Step 2: diluting the original bacterial suspension prepared in the step 1 to 2.0 multiplied by 10 by sterile water⁵CFU/mL。

And step 3: the antibacterial efficacy of the samples was determined by thin-layer agarose hole diffusion. And (3) uniformly coating the bacterial liquid obtained in the step (2) on the surface of a solid LB culture medium, placing a filter paper sheet with the diameter of 6mm after sterilization on the surface of the culture medium, dropwise adding 10 mu L2.0mg/mL of sample to the filter paper sheet, culturing at 37 ℃ for 18-20h, taking equivalent chloramphenicol as a positive control, taking sterile water as a blank control, and indicating that the antibacterial activity is formed by an antibacterial ring.

The result is shown in fig. 4, the PAT has strong antibacterial ability to tested strains, the inhibition effect of the PAT on escherichia coli is optimal by observing the diameter of the antibacterial ring, and the inhibition effect has no significant difference with that of the positive drug chloramphenicol.
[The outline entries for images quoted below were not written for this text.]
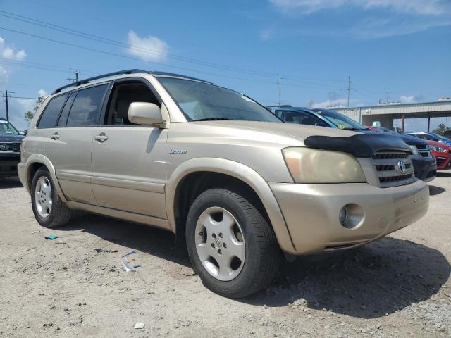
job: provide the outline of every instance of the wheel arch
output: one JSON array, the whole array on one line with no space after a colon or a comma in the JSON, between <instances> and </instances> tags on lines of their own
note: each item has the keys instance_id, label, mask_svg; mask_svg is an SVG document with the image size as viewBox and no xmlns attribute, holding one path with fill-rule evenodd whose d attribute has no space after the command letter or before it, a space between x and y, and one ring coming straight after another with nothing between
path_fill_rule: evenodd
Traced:
<instances>
[{"instance_id":1,"label":"wheel arch","mask_svg":"<svg viewBox=\"0 0 451 338\"><path fill-rule=\"evenodd\" d=\"M58 179L56 178L55 167L54 167L54 165L51 163L50 160L47 156L42 154L35 154L31 155L27 158L25 163L24 170L25 180L23 180L23 184L26 184L25 188L27 189L27 190L28 190L28 192L31 193L31 182L33 180L35 174L39 168L42 167L45 168L50 173L50 176L51 177L51 180L53 181L54 185L55 186L55 189L56 189L56 192L58 192L58 194L59 195L61 200L65 203L67 202L66 196L64 196L64 194L63 194L61 187L59 185L59 182L58 182Z\"/></svg>"},{"instance_id":2,"label":"wheel arch","mask_svg":"<svg viewBox=\"0 0 451 338\"><path fill-rule=\"evenodd\" d=\"M228 180L229 182L240 182L248 187L261 202L280 248L285 252L295 252L283 215L268 183L258 173L249 167L223 158L192 158L178 165L172 173L166 184L166 204L171 230L173 232L177 234L180 232L180 227L183 227L183 229L185 227L183 219L180 219L180 207L183 207L183 204L180 204L183 203L183 199L180 198L181 189L190 187L185 184L187 182L190 182L190 178L195 179L192 180L194 182L199 182L197 180L199 177L202 177L204 175L203 177L204 177L206 174L221 177L221 180L218 183ZM213 187L212 185L206 184L206 186L209 188ZM199 192L194 189L194 194L197 192ZM178 232L178 230L179 230Z\"/></svg>"}]
</instances>

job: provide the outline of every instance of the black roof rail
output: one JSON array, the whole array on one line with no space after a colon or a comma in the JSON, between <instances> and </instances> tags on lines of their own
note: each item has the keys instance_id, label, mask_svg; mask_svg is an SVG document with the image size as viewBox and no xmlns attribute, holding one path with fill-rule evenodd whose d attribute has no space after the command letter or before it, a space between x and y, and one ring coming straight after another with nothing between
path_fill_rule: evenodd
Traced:
<instances>
[{"instance_id":1,"label":"black roof rail","mask_svg":"<svg viewBox=\"0 0 451 338\"><path fill-rule=\"evenodd\" d=\"M142 70L142 69L128 69L125 70L119 70L118 72L109 73L108 74L104 74L102 75L94 76L94 77L89 77L85 80L80 80L80 81L77 81L76 82L71 83L70 84L66 84L66 86L60 87L57 89L56 89L51 94L59 93L61 90L65 89L66 88L70 88L71 87L77 87L80 84L85 84L86 83L89 83L91 81L94 81L95 80L101 79L104 77L109 77L110 76L114 75L121 75L122 74L134 74L135 73L149 73L147 70Z\"/></svg>"},{"instance_id":2,"label":"black roof rail","mask_svg":"<svg viewBox=\"0 0 451 338\"><path fill-rule=\"evenodd\" d=\"M199 79L197 77L193 77L192 76L180 75L180 74L175 74L173 73L154 72L154 71L150 71L147 73L148 73L149 74L152 74L154 75L173 76L175 77L183 77L184 79L188 79L188 80L195 80L196 81L202 81L202 82L211 83L212 84L214 84L213 82L211 82L209 81L206 81L205 80Z\"/></svg>"}]
</instances>

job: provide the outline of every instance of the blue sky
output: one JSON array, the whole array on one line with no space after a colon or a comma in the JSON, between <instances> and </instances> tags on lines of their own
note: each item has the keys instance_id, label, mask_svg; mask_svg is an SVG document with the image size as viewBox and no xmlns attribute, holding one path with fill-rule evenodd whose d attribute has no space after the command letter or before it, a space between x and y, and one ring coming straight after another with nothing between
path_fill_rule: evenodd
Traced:
<instances>
[{"instance_id":1,"label":"blue sky","mask_svg":"<svg viewBox=\"0 0 451 338\"><path fill-rule=\"evenodd\" d=\"M388 87L390 101L451 96L449 0L0 0L0 90L16 96L51 92L75 70L84 78L134 68L201 77L266 105L278 101L279 70L282 102L297 106L345 104L348 76L351 106L384 101ZM19 128L32 106L11 99Z\"/></svg>"}]
</instances>

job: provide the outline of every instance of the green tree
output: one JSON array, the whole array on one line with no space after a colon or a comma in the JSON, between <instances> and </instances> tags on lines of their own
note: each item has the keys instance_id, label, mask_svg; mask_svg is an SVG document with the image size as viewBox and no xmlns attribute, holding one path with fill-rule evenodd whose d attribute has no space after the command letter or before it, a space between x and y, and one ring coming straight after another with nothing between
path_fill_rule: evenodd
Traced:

And 4, step 4: the microbus broth method measures the MIC of samples for E.coli, Proteus, Bacillus subtilis, and Staphylococcus aureus. Sterile ringIn the field, a 96-well sterile plate is added with 2X 10 in the 1 st well⁵CFU/mL 90 μ LMH liquid medium, adding 50 μ L LB liquid medium to the 2 nd to 11 th wells; after 10. mu.L of the 8.0 mg/mL sample solution was added to the first well, the mixture was mixed well, 50. mu.L of the mixture was pipetted into the 2 nd well, and the operation was sequentially carried out to the 10 th well, and 50. mu.L of the pipette was discarded in the 10 th well. And adding 50 mu L of bacterial liquid (without medicine) into the 11 holes to serve as a blank control, co-culturing the medicine and the bacterial suspension for 6-8h, and determining the MIC of the sample to the bacteria when the light absorption value of the plate scanning under 600nm of the microplate reader is lower than 50% of that of the control group.

As shown in Table 1, the inhibitory concentration of PAT against E.coli was 0.5mg/mL, which is the minimum, and this is consistent with the inhibition zone results.

TABLE 2 minimum inhibitory concentrations of polysaccharides

And 5: 100 μ L of a suspension containing 2X 10⁵CFU/mL of the bacterial suspension and 100. mu.L of 1/2MIC drug were added to 5mL of LB liquid medium and incubated at 37 ℃ in an incubator at 180rpm for 24 h. 0. The absorbance was measured at 600nm for 2, 4, 6, 8, 10, 12, 14, 16, 18, 20, 22, 24 hour samples.

As shown in FIG. 5, the absorbance of the PAT group was the lowest in OD value and the highest in the right-shift tendency among all the bacteria tested, indicating that the normal growth of the bacteria was inhibited, and particularly that the growth curve of E.coli was most affected. The right shift trend of the EAT, AT and CAT growth curves is gradually reduced, and compared with PAT, the growth curves have relatively weak bacteriostatic action.